Screenwriter John Orloff (whose great-grandparents were Fibber McGee and Molly according to IMDb) plays it decidedly fast and loose with historical dates and events, but that can ultimately be forgiven (assuming he really did write Anonymous). Indeed, he makes some clever connections between the plays and figures of the era, most notably Oxford’s nemesis, the Queen’s councilor Robert Cecil.
However, his case for Oxford is considerably problematic. We are told Shakespeare could read (or else how could he function as an actor), but was incapable of writing even a single letter. This notion is difficult to buy into. For various reasons, great efforts are made to keep Oxford’s authorship a secret, yet it seems like half the court already knows. We are even told Oxford staged some of his work for Elizabeth when they were on better terms, so who are they actually fooling?

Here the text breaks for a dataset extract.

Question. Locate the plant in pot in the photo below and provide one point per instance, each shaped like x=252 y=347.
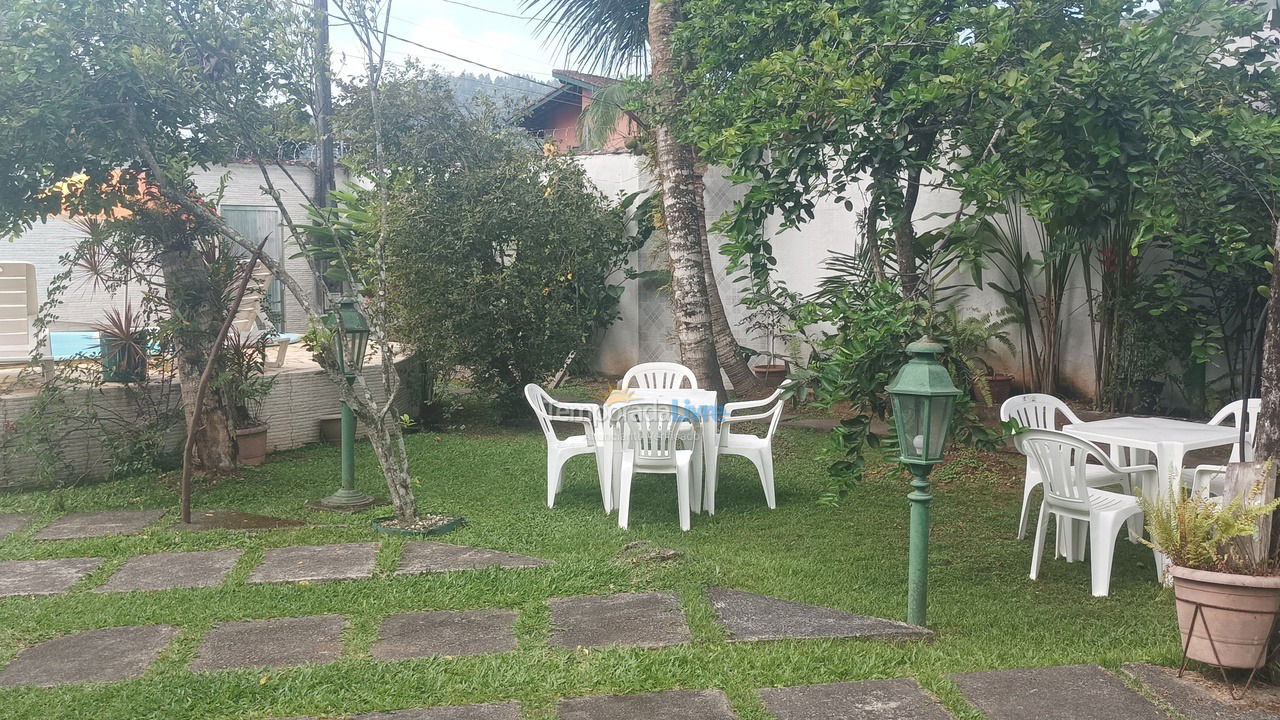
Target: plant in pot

What really works in Anonymous is Rhys Ifans as Oxford. He plays the Earl exactly as we would like to imagine Shakespeare: a world weary romantic humanist. Indeed, the whole point seems to be Shakespeare’s soul is found in his work, regardless of his biographical particulars. Conversely, centuries later we still seem to love to hate Christopher Marlowe, so the common rabble can enjoy hissing at Trystan Gravelle, who portrays the Doctor Faustus playwright as a snippy conniver.
Light years away from his typically apocalyptic fare, such as 2012 and Independence Day, Emmerich’s approach is still quite visually dynamic. There are also some impressive set pieces that vividly bring Elizabethan London to life. Unfortunately, his management of the two-track flashback narrative structure gets a bit clumsy at times. The lack of a genuine romance also hurts the film, not just in comparison to the obvious antecedent, Shakespeare in Love, but to help explain Oxford/Shakespeare’s lyrically melancholy sensibilities.
Technically accomplished, Anonymous features a strong ensemble cast, but the extent to which it stretches credibility and leaves conspicuous questions unanswered becomes distracting. An interesting home viewing choice perhaps but hardly an essential trip to the theater, Anonymous opens today (10/28) in New York at the Village East.